Search code examples
rstringi

stringi functions within dplyr


I wanted to modify the method in another post (Reading in Unicode Emoji correctly into R), to check if a unicode string corresponds to an emoji... but I obviously haven't quite grasped how to use stringi correctly.

The first section of code is a simplification of the linked post and works as expected; with first and last entries being replaced:

a <- c("\U0001f600",       "\U0001f603",       "\U0001f604")
b <- c("grinning face", "grinning face with big eyes", "grinning face with smiling eyes" )

v <- data.frame(lemma = c("\U0001f600",  "\U0001f3fb", "hello", "asdfasdlkasdfkd", "\U0001f604"), stringsAsFactors = FALSE)
v %>% mutate(is_emoji = stri_replace_all_regex(lemma,
                       pattern = a,
                       replacement = b,
                       vectorize_all=FALSE))
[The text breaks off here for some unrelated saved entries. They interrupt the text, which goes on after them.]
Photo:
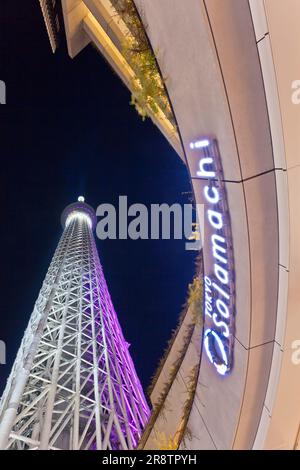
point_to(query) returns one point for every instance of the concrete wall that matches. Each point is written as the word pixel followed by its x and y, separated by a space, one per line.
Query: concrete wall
pixel 230 66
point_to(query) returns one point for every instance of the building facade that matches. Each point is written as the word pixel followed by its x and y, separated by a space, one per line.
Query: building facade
pixel 231 71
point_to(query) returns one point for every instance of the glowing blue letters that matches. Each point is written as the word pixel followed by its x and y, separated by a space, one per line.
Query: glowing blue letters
pixel 219 295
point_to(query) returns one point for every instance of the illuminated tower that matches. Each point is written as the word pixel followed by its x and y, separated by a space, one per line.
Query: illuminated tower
pixel 73 384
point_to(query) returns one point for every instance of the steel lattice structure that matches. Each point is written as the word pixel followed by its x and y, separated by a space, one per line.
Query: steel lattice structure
pixel 73 384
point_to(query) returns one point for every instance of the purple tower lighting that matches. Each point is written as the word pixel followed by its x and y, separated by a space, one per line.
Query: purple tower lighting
pixel 73 384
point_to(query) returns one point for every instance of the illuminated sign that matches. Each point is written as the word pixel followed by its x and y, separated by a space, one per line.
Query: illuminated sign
pixel 219 291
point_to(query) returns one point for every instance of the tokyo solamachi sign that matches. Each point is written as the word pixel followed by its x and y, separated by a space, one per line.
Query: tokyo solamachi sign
pixel 219 286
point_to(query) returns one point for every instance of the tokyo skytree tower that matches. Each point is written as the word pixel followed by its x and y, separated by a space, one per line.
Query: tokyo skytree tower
pixel 73 384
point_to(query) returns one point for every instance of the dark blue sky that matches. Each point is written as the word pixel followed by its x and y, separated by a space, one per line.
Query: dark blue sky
pixel 68 129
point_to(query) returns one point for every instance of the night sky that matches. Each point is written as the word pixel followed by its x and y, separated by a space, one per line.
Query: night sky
pixel 68 129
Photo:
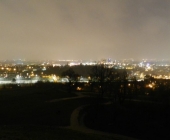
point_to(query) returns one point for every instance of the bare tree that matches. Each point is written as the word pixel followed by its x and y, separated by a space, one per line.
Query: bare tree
pixel 101 74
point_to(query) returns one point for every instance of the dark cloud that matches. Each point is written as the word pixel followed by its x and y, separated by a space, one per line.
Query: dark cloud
pixel 86 29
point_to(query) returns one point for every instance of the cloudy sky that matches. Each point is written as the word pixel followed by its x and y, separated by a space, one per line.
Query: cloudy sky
pixel 84 29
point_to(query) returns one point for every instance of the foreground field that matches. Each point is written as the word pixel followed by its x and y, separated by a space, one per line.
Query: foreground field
pixel 40 112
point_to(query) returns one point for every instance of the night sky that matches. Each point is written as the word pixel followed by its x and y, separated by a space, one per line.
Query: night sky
pixel 84 29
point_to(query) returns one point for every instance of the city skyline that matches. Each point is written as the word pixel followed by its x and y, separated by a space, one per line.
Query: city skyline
pixel 87 29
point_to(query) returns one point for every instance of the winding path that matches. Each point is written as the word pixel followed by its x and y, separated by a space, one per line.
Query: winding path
pixel 77 122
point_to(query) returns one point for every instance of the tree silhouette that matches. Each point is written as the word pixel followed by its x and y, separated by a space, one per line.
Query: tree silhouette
pixel 72 77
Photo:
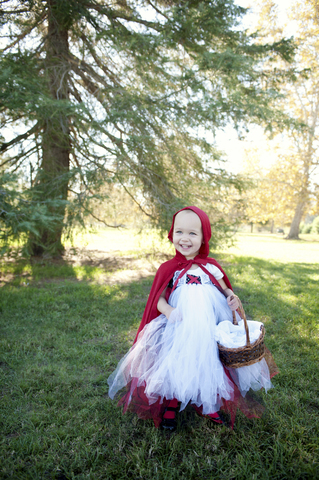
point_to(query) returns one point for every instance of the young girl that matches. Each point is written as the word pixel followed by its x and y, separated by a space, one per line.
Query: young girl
pixel 174 359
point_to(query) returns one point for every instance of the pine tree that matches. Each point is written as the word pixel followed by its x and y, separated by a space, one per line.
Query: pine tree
pixel 123 91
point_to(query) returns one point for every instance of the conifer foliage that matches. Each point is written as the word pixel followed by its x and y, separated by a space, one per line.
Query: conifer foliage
pixel 122 91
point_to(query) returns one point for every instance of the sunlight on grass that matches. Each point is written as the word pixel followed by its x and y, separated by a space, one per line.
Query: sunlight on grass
pixel 149 241
pixel 272 247
pixel 61 338
pixel 121 240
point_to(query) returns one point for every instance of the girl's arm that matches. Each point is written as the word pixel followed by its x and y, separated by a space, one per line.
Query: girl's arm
pixel 233 304
pixel 163 306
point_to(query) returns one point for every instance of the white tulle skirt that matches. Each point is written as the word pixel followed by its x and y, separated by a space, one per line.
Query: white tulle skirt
pixel 180 360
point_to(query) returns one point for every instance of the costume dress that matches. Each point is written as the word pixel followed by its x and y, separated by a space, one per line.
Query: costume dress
pixel 179 359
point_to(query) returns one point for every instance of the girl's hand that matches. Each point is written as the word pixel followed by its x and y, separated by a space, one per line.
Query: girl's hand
pixel 175 316
pixel 232 301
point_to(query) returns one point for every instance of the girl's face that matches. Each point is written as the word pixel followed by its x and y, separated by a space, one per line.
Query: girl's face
pixel 187 233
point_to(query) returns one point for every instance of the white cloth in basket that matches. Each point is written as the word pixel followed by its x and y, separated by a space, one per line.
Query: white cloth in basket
pixel 234 336
pixel 180 359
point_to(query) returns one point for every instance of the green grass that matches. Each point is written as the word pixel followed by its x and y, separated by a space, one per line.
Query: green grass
pixel 62 333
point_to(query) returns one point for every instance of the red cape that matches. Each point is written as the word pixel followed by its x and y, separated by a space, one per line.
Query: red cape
pixel 179 262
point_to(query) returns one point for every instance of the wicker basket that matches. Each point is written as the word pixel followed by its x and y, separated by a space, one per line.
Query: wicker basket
pixel 243 356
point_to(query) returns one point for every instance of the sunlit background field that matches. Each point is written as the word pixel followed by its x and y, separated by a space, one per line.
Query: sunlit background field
pixel 259 245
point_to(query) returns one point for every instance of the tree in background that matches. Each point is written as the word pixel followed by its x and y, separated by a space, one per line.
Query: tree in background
pixel 294 172
pixel 123 91
pixel 271 197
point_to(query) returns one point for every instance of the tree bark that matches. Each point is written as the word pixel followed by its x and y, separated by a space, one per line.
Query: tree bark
pixel 52 178
pixel 294 227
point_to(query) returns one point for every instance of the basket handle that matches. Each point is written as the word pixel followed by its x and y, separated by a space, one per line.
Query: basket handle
pixel 243 315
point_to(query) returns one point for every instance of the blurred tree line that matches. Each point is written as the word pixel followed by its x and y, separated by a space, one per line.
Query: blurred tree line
pixel 287 190
pixel 99 96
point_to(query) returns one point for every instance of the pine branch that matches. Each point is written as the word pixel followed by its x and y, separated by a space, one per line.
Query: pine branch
pixel 112 15
pixel 98 61
pixel 157 10
pixel 26 32
pixel 4 147
pixel 133 198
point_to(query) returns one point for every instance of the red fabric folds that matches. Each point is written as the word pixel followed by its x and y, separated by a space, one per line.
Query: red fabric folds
pixel 135 399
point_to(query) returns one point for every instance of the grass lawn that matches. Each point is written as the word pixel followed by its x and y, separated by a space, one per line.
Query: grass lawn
pixel 64 326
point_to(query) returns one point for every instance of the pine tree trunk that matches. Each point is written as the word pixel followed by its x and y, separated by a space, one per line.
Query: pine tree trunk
pixel 294 227
pixel 52 178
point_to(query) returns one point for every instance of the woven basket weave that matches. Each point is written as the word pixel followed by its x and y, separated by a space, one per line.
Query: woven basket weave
pixel 243 356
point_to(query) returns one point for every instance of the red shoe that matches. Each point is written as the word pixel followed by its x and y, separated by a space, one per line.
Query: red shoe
pixel 169 417
pixel 216 418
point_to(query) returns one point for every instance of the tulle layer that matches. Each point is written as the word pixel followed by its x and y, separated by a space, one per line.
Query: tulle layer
pixel 180 361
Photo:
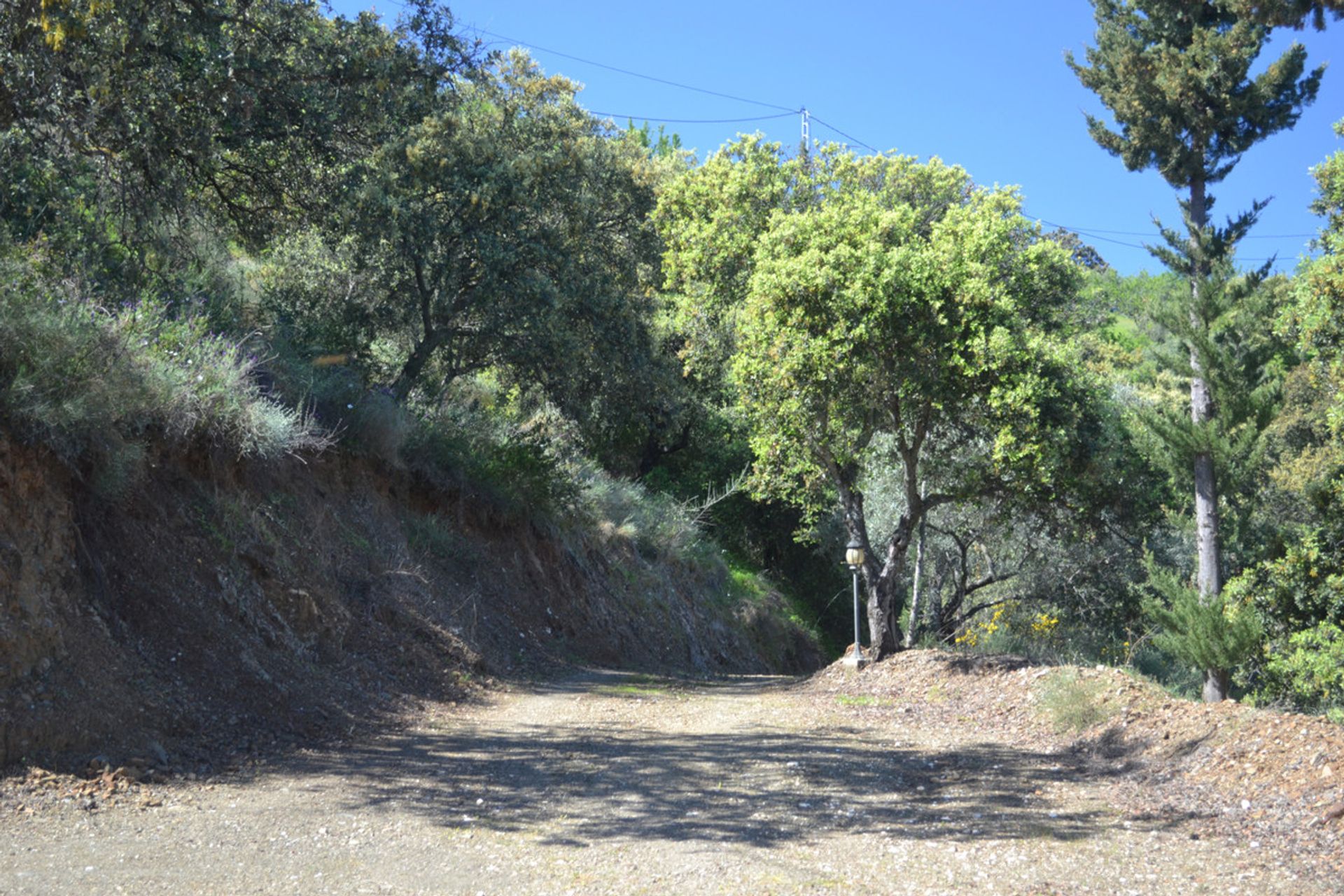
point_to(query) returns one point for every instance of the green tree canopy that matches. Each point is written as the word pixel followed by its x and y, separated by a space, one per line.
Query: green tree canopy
pixel 881 296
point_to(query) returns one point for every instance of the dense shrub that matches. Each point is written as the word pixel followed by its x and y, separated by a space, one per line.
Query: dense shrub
pixel 86 379
pixel 1308 672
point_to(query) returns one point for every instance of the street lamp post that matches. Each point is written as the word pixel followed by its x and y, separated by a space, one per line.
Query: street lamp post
pixel 854 556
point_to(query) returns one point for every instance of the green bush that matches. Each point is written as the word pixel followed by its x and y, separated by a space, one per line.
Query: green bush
pixel 1073 703
pixel 1205 633
pixel 1307 671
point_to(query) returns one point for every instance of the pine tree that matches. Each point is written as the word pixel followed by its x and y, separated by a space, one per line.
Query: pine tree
pixel 1176 78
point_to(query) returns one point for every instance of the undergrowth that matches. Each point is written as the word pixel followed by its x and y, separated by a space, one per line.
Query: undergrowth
pixel 94 383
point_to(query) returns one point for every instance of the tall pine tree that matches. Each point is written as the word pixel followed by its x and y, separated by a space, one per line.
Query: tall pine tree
pixel 1176 78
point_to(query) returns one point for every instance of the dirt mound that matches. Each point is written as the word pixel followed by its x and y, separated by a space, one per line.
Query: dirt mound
pixel 1256 776
pixel 218 608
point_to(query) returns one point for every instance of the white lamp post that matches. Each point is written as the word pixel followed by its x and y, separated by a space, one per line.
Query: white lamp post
pixel 854 556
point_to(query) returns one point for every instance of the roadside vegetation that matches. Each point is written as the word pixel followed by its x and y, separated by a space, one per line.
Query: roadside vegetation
pixel 267 232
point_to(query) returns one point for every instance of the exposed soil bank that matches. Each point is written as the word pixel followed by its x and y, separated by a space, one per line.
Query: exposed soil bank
pixel 214 605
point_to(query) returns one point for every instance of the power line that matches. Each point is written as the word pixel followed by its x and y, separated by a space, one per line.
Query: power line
pixel 854 140
pixel 1147 232
pixel 636 74
pixel 1120 242
pixel 690 121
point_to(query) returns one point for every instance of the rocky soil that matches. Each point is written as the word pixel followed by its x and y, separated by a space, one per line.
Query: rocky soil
pixel 924 774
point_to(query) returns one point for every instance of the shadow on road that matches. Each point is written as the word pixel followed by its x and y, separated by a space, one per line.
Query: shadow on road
pixel 764 785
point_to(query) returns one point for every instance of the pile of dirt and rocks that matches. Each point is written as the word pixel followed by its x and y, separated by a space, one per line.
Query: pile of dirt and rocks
pixel 1259 776
pixel 217 608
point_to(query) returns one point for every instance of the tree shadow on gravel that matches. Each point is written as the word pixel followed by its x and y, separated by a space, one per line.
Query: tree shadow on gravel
pixel 764 786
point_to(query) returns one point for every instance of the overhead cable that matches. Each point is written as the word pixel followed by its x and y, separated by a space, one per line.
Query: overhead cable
pixel 854 140
pixel 636 74
pixel 690 121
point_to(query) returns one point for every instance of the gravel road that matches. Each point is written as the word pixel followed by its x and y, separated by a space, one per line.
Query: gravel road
pixel 617 783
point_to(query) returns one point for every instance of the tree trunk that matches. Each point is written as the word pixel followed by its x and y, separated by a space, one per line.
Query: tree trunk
pixel 913 629
pixel 883 629
pixel 1209 577
pixel 416 365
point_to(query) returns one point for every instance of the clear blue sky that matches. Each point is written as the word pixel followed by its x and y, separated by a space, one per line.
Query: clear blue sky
pixel 980 83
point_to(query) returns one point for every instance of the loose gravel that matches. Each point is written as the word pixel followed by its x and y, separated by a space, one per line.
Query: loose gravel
pixel 619 783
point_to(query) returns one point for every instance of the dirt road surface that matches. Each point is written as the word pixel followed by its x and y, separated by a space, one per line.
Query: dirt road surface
pixel 617 783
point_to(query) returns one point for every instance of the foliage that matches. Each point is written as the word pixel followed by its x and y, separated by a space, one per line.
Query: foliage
pixel 1205 633
pixel 851 298
pixel 246 106
pixel 1072 701
pixel 1308 671
pixel 1177 83
pixel 88 379
pixel 1176 80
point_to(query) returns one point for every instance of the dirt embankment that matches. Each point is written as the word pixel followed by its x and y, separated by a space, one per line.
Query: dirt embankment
pixel 1259 777
pixel 225 606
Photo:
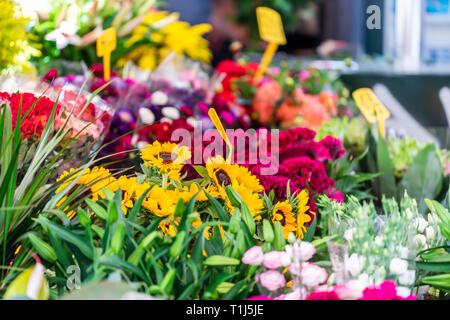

But my attempt to return a boolean does not; in addition to an warning message "longer object length is not a multiple of shorter object length", I am not getting the last value equal to TRUE with the following code:

v %>% mutate(is_emoji = stri_detect_regex(lemma, pattern = a))

I have tried countless other variation but all with no success.


Solution

  • Use paste with collapse='|'

    v %>% mutate(is_emoji = stri_detect_regex(lemma, pattern = paste(a, collapse = '|')))